Where do you measure and what does your dome thermometer do while you have a runaway WSM?
How fast is the spike? Are we talking 5 minutes to go from 250-300? 60 minutes?
Where are your vents before it runs away?
How did you fill your wsm? Full bag of charcoal in the ring?
When I completely close off two of my bottom vents, I have a charcoal burn that moves towards the side with the only open vent. A pit probe in the "hot zone" over the open bottom vent of the WSM with the charcoal burning directly underneath can easily go to 300F, while the rest of the cooking chamber is more in the area of 225-275.
When I see a spike with the pit probe, I look at the dome thermometer. A true 300F spike should have at least 275 at the dome. If not, I discard the pit probe measurement as faulty, for example due to charcoal burn.

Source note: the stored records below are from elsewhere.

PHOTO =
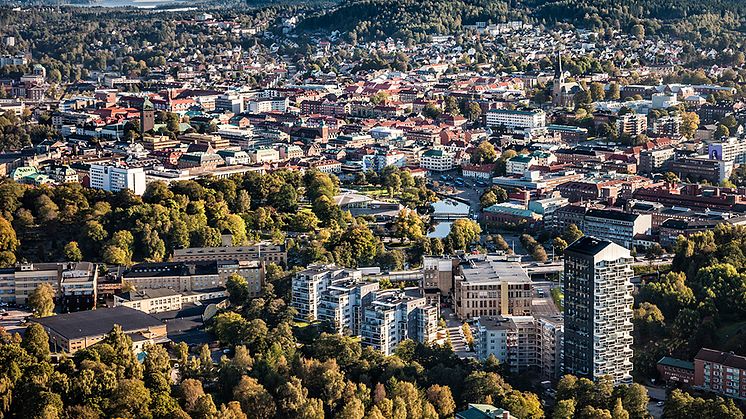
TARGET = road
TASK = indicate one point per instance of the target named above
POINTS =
(12, 321)
(657, 397)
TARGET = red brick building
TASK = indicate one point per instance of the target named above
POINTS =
(720, 372)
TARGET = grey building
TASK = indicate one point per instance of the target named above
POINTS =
(598, 310)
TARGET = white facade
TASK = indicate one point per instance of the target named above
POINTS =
(437, 160)
(115, 178)
(598, 310)
(516, 119)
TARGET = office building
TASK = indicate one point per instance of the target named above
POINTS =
(616, 226)
(74, 283)
(115, 178)
(160, 300)
(71, 332)
(516, 119)
(488, 285)
(266, 252)
(598, 310)
(194, 276)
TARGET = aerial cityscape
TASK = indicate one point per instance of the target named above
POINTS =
(385, 209)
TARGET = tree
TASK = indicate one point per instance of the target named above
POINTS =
(571, 234)
(565, 409)
(238, 289)
(463, 232)
(72, 252)
(409, 225)
(618, 412)
(468, 337)
(539, 253)
(442, 400)
(473, 111)
(36, 342)
(41, 300)
(8, 243)
(130, 399)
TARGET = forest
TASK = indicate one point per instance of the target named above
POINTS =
(709, 23)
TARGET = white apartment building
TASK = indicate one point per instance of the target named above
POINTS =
(308, 286)
(114, 178)
(342, 303)
(395, 316)
(598, 310)
(616, 226)
(437, 160)
(522, 342)
(264, 155)
(731, 150)
(357, 307)
(272, 104)
(516, 119)
(632, 124)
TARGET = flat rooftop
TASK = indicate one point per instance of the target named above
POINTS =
(492, 270)
(98, 322)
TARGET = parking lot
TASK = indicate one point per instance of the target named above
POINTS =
(13, 319)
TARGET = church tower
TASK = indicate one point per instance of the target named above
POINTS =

If you measure the pit temp next to the meat, you will read 10-30F lower than the actual pit temp for quite a while. Cold meat cools the area around the probe. Meat "sweats" water during the cook, and especially during the stall, further cooling the area around it. 250 next to a big piece of meat can be more like 275-300 in actual pit temperature.
Lastly, on getting a big 22 WSM down in temp: Yeah, its a pain. Somebody here in the forum told me the theory of lit vs unlit charcoal. Once your WSM is at 300, you have a bunch of charcoal lit to get to that temp. Getting the temps back to 250 requires you to have fewer coals burning. But what you control is airflow. So to get thentemps down, you close the vents until coals are smoldering. Temps go down. If you then go back to any sustainable vent setting, you still have too many coals lit and the temp immediately spikes again. You need to get the amount of burning coals down. I have not found a good recipe yet. Coals would need to either burn out without lighting other coals, you would need to extinguish coals by starving them of oxygen and letting them cool down significantly, or you may need to physically remove coals. Just ideas.